Venne “scelto” San Sebastiano, un patrizio milanese, ufficiale dei pretoriani, che aveva subito il martirio a Roma al tempo di Diocleziano.
Era molto venerato da Sant’Ambrogio, come ricorda una lapide all’interno della chiesa.
Il 20 gennaio 1578 venne ufficialmente dichiarata la fine della pestilenza e San Sebastiano fu nominato co-patrono di Milano. Da allora la Chiesa Civica accoglie autorità religiose e civili in diverse ricorrenze. L’appartenenza del Tempio ai riconoscenti cittadini di Milano è testimoniata anche dagli stemmi delle sei “Porte” all’interno della chiesa.
Questi stemmi hanno un sapore antico e nuovo.

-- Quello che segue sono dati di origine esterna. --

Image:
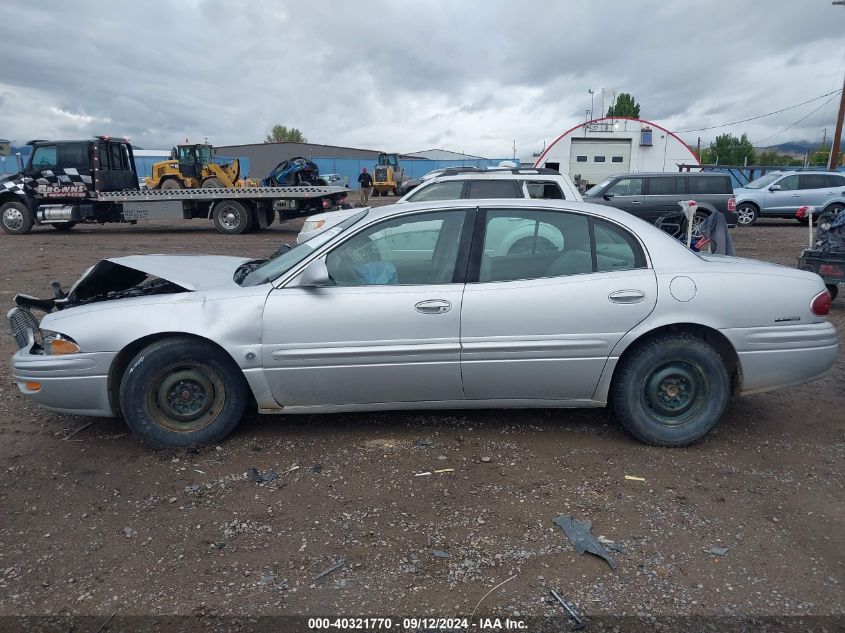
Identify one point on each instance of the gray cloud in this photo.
(472, 76)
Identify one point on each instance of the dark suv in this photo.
(652, 195)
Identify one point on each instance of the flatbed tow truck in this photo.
(65, 183)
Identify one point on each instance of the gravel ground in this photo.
(747, 522)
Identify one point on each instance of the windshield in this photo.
(763, 181)
(280, 264)
(594, 190)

Milano era allora suddivisa in sestieri con i nomi delle porte e ciascuno di essi comprendeva cinque contrade, una sorta di antico decentramento.
Una piccola curiosità: San Sebastiano è il Patrono anche dei Vigili Urbani; se non sappiamo a che santo votarci per evitare le multe, accendiamogli un cero… Non si sa mai.
Facciamo quattropassi e, poco distante dalla chiesa, troviamo, in via Valpetrosa 5, dietro un anonimo ingresso, uno dei più bei cortili della Milano sforzesca, forse progettato del Bramante.
Un tempo era la nobile Casa dei Grifi, famiglia di cui fece parte anche quel famoso Ambrogio Grifi, medico ducale di Ludovico il Moro, nonchè matematico e fisico. Nel corso dei secoli questa dimora divenne un albergo, ed ora è una fantastica casa di ringhiera privata, cresciuta sopra il portico.
Tornando verso via Torino guardiamoci attorno: nello stesso isolato dei Grifi ci sono negozi di moda, un pub e un centro Hare Krishna.